Das wahre Markenzeichen dieses „R“ ist seine Serienausstattung, die Preppers vor Neid erblassen lässt. Vollständig einstellbare Öhlins-Gabel und -Dämpfer, OZ-Aluminium-Schmiederäder, ein leichterer Verbundwerkstoff-Tank: die Liste ist die einer Maschine, die für die Rennstrecke entwickelt wurde. Dort entfaltet die Aprilia RSV Mille R Factory ihre ganze Seele. Ihre Fahrstabilität beim Bremsen, ihre Präzision in Kurven und ihr drehmomentstarker Motor machen sie zu einer furchteinflößenden Waffe auf der Rennstrecke, die leichter zu nutzen ist als ein Hypersportler mit explosiver Leistung.

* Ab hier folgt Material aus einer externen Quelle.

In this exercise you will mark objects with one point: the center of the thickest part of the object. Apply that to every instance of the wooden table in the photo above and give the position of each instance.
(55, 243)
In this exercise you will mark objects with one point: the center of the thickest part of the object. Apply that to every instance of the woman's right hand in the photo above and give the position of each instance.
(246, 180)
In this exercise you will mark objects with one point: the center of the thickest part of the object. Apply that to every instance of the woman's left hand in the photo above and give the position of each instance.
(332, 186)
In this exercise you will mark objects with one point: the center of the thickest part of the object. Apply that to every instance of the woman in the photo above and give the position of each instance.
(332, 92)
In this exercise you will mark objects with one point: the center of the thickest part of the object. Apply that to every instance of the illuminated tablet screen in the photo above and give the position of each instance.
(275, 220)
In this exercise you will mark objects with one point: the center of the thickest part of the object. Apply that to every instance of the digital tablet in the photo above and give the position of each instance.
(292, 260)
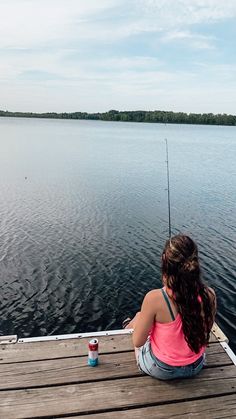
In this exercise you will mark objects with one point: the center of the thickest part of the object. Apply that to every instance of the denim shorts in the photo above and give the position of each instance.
(149, 364)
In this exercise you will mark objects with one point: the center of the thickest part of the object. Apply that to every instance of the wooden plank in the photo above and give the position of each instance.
(114, 394)
(63, 348)
(75, 370)
(22, 352)
(212, 408)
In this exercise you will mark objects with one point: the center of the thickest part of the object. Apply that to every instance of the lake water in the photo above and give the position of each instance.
(83, 219)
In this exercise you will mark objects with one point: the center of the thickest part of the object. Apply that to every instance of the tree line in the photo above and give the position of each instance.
(166, 117)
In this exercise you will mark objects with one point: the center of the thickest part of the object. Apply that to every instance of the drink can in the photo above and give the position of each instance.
(93, 353)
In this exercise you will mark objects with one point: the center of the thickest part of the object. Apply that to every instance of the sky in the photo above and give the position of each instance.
(97, 55)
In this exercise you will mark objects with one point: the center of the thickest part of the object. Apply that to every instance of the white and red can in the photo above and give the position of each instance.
(93, 352)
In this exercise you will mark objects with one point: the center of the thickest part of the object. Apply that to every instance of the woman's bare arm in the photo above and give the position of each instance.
(145, 319)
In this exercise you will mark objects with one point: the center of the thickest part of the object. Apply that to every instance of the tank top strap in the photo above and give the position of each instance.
(168, 303)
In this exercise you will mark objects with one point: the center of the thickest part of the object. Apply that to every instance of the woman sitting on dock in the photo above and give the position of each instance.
(172, 329)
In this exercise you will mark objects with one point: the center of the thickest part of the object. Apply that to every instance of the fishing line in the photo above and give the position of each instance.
(168, 185)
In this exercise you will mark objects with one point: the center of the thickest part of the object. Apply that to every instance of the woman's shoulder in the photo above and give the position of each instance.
(153, 295)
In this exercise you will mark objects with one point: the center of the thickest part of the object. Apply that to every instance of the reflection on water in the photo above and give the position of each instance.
(83, 219)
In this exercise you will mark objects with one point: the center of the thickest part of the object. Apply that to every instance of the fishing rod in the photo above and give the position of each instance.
(168, 185)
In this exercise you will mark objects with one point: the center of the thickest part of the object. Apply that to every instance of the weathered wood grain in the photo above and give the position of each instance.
(75, 370)
(114, 394)
(216, 407)
(61, 348)
(20, 352)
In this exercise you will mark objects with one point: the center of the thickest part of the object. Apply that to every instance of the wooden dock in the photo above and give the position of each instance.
(51, 379)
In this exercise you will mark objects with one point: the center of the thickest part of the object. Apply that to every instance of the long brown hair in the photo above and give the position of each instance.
(181, 273)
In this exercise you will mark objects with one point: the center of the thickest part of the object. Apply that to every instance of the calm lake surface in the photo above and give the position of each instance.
(83, 219)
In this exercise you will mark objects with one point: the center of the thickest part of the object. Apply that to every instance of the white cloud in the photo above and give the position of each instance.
(49, 55)
(194, 40)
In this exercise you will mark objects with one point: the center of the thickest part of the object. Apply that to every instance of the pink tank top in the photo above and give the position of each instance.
(169, 345)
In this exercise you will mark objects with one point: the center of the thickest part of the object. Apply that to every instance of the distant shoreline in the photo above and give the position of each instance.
(165, 117)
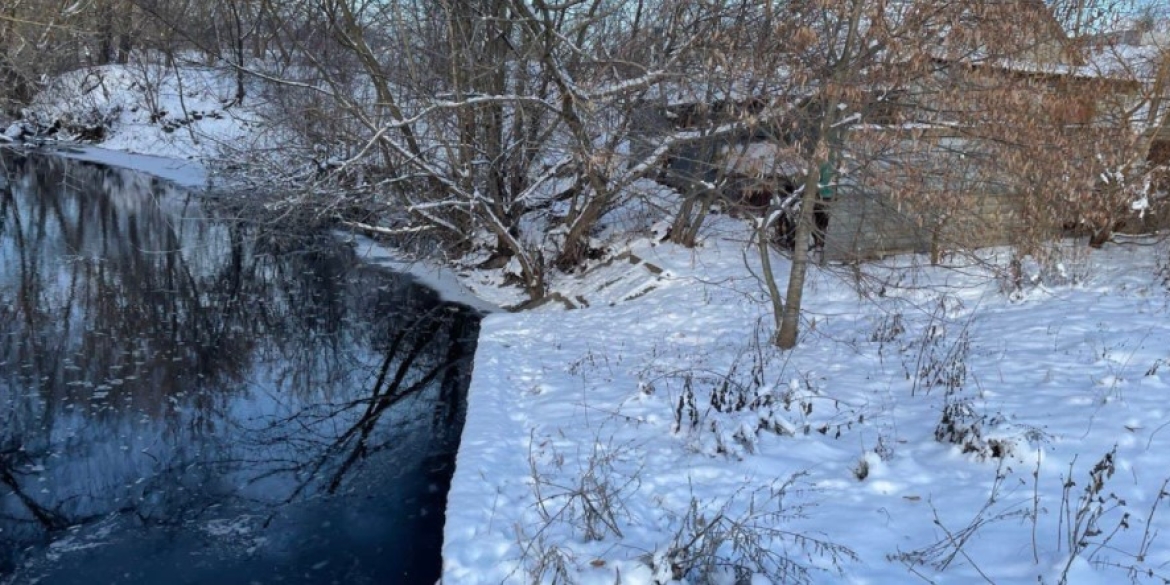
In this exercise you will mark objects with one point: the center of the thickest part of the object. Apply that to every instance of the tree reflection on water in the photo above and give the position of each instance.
(160, 366)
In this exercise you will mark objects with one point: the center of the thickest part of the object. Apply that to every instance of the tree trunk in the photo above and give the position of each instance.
(790, 323)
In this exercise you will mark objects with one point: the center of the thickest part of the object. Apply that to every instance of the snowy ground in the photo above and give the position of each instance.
(654, 426)
(928, 428)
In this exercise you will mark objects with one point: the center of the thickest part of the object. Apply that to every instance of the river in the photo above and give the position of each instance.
(191, 398)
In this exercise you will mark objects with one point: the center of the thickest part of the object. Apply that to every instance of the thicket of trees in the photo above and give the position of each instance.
(528, 119)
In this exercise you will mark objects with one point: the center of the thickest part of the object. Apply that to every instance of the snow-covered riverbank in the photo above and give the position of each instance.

Trotzdem war der Preis von über 15.000 Euro zu der Zeit, also ein erheblicher Aufschlag gegenüber dem Basismodell, durchaus berechtigt. Der 820 mm hohe Sitz ist hoch, die Sitzposition ist sportlich, und der Motor wird in der Stadt warm. Es ist kein Motorrad für jeden Tag, sondern eine Wochenendmaschine für Puristen, für diejenigen, die das rohe Gefühl und eine direkte mechanische Verbindung suchen. Im Vergleich zu einem Honda CBR 954 RR oder einer Yamaha R1 der damaligen Zeit, die vielseitiger und flüssiger sind, setzt die Aprilia ihren singulären und anspruchsvollen Charakter durch.

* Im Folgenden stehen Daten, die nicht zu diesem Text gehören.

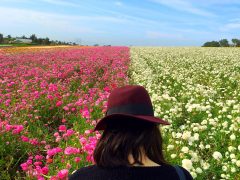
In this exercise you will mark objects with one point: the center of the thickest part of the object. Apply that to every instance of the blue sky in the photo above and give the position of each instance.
(123, 22)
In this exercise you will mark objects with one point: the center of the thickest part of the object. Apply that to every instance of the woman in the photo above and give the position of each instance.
(130, 147)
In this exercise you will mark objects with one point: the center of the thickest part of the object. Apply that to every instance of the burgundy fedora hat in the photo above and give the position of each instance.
(131, 101)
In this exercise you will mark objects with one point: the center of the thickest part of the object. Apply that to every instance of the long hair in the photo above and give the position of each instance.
(125, 136)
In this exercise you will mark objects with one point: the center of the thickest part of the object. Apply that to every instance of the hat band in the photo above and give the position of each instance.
(135, 109)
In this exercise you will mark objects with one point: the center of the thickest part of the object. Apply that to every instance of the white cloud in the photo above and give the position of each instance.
(159, 35)
(61, 3)
(184, 5)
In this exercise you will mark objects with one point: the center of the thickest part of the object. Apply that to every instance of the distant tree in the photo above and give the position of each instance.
(224, 43)
(211, 44)
(33, 37)
(236, 42)
(40, 41)
(1, 38)
(46, 41)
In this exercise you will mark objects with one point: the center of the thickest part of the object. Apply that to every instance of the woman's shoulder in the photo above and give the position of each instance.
(186, 172)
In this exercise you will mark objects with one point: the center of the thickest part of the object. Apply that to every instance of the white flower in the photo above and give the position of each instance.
(205, 165)
(194, 175)
(170, 147)
(185, 149)
(224, 168)
(233, 169)
(187, 164)
(207, 146)
(238, 163)
(231, 148)
(217, 155)
(199, 170)
(232, 156)
(186, 135)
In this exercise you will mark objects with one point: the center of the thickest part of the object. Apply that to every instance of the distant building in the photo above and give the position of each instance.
(20, 40)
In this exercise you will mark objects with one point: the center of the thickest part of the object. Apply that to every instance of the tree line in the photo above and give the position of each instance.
(35, 40)
(222, 43)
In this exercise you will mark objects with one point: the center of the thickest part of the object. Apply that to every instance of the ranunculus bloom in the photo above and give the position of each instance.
(62, 128)
(62, 174)
(71, 150)
(45, 170)
(59, 103)
(52, 152)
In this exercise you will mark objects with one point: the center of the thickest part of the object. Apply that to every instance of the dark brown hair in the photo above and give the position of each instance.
(122, 137)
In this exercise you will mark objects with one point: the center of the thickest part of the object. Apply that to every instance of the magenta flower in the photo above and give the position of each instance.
(62, 128)
(71, 150)
(62, 174)
(59, 103)
(52, 152)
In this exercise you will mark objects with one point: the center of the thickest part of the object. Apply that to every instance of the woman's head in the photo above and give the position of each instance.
(121, 139)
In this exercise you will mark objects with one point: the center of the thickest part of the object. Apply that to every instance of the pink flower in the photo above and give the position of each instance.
(56, 134)
(66, 108)
(38, 157)
(17, 129)
(24, 138)
(52, 152)
(62, 128)
(87, 132)
(45, 170)
(85, 113)
(68, 133)
(59, 103)
(62, 174)
(77, 159)
(71, 150)
(24, 166)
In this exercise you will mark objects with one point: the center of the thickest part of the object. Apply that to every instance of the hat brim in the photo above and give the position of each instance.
(101, 125)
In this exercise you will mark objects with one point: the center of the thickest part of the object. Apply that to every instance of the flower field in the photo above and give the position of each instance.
(49, 103)
(51, 99)
(197, 90)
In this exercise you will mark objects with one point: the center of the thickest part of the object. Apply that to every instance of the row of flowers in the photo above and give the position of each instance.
(197, 90)
(49, 103)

Ein Test der Aprilia RSV Mille R bestätigt dies: sie ist nicht perfekt. Sie vibriert, sie knurrt, sie erfordert Engagement. Aber gerade das macht ihren Reiz aus. Sie verkörpert den italienischen Rennsport-Geist in seiner reinsten Form, noch vor dem Zeitalter der Elektronik. Heute ist sie zu einem begehrten Objekt für Sammler und Amateurrennfahrer geworden, die auf der Suche nach Authentizität sind. Ein Mangel? Ihr Einstiegspreis in den Kreis der schönen historischen italienischen Motorräder ist nur gestiegen.
Praktische Infos
- La moto est accessible aux permis : A
Bewertungen & Kommentare
Noch keine Bewertungen. Seien Sie der Erste!